Another forehand winner for a 4-1 lead ensured there was no way back for Querrey and set the path for the latest instalment in one of tennis' greatest rivalries. 

 

STATISTICAL BREAKDOWN
Rafael Nadal [3] bt Sam Querrey 7-5 6-2 6-2

WINNERS/UNFORCED ERRORS
Nadal - 44/12
Querrey - 38/22

ACES/DOUBLE FAULTS
Nadal - 10/2
Querrey - 22/3

BREAK POINTS WON
Nadal - 6/16
Querrey - 1/7

FIRST SERVE PERCENTAGE
Nadal - 60
Querrey - 61

PERCENTAGE OF POINTS WON ON FIRST/SECOND SERVE
Nadal - 82/54
Querrey - 73/28

TOTAL POINTS
Nadal - 106
Querrey - 78

Roger Federer came from a set down against Kei Nishikori to move into the semi-finals with a historic 100th victory at Wimbledon.

Nishikori capitalised on a sloppy first set from the 20-time major champion to take the initiative on Wednesday, but normal service was resumed as the second seed triumphed 4-6 6-1 6-4 6-4.

It was another landmark day for the Swiss, who is the first man to claim a century of singles wins at a grand slam event.
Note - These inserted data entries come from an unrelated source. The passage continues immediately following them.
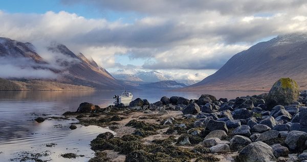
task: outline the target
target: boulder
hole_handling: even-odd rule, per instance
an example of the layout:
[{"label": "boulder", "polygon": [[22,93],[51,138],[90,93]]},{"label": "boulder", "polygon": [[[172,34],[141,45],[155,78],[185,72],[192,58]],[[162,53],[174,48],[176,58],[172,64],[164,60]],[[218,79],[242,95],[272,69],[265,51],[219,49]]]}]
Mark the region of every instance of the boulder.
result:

Nadal will take on old foe Rafael Nadal, who defeated Sam Querrey in straight sets, in the last four after striking 55 winners and 12 aces in another imperious Centre Court display.

Eighth seed Nishikori made a blistering start, breaking in the opening game with a volley after a sublime winner and he had three points for a 3-0 lead, but Federer dug in to get on the board.
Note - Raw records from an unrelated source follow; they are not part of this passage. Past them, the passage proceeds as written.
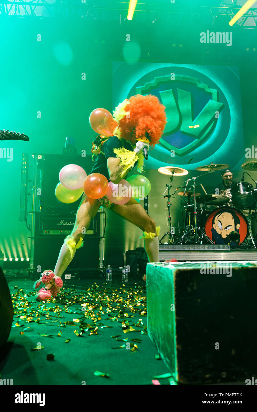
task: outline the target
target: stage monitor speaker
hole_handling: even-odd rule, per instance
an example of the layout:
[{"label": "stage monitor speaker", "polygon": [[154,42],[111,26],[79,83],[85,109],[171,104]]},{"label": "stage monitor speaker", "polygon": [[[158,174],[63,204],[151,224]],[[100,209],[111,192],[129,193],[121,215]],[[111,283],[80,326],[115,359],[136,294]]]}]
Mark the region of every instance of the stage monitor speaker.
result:
[{"label": "stage monitor speaker", "polygon": [[0,268],[0,348],[7,341],[13,319],[13,307],[9,288]]},{"label": "stage monitor speaker", "polygon": [[[91,152],[90,152],[91,155]],[[59,172],[67,164],[78,164],[87,174],[91,171],[93,162],[91,156],[83,157],[79,154],[43,154],[39,167],[42,169],[41,210],[53,213],[68,214],[76,211],[81,198],[74,203],[65,204],[56,198],[55,190],[59,183]]]}]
Still, a composed Nishikori was in control, saving the only break point he faced in an opening set which he wrapped up when Federer was foxed by a looping forehand.
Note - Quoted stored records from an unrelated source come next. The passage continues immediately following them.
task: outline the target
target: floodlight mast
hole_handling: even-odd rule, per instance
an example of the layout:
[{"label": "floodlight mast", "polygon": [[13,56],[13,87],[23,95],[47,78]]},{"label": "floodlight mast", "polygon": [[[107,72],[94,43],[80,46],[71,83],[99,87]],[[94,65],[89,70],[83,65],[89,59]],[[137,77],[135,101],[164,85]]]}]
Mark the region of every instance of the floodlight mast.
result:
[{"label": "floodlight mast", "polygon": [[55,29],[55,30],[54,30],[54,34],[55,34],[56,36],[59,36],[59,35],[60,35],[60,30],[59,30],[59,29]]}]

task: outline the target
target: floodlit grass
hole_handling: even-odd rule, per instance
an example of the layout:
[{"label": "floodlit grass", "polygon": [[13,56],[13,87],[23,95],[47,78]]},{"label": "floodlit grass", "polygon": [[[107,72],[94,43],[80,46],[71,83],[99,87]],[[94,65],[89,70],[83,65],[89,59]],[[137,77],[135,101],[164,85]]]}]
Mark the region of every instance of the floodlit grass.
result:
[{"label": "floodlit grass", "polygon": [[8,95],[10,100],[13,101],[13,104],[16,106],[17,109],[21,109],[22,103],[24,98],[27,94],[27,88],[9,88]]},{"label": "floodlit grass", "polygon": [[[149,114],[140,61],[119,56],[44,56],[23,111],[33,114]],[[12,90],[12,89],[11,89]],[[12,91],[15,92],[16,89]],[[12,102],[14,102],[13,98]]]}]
Federer was a different player at the start of the second, however, breaking to love in the opening game with a rasping inside-out forehand.

Nishikori was making too many unforced errors and Federer wasted no time in getting back on level terms, casually putting away a simple winner to make it a set apiece.

The world number seven fended off a break point in a long first game of the third set, but Federer's patience paid off when he went a break up at 4-3 with a searing forehand winner.

The eight-time champion steered away a volley to move a set away from victory and raised the roof with a majestic backhand winner on the run as he piled the pressure on.

He breezed through his service games but Nishikori put a fight, saving a string of break points until another unforced error put his opponent 5-4 up and on the brink of victory.

Federer duly served it out with ease, cruising into his 45th major semi-final and a 13th at SW19.

It was fun while it lasted, but the dream mixed doubles pairing of Serena Williams and Andy Murray saw their Wimbledon run come to an end on Wednesday.

The duo suffered a third-round exit at the hands of top seeds Bruno Soares and Nicole Melichar, going down 6-3 4-6 6-2.

For Murray, a two-time singles champion at the All England Club, it is the end of his tournament on all fronts, having already lost in the men's doubles alongside Pierre-Hugues Herbert.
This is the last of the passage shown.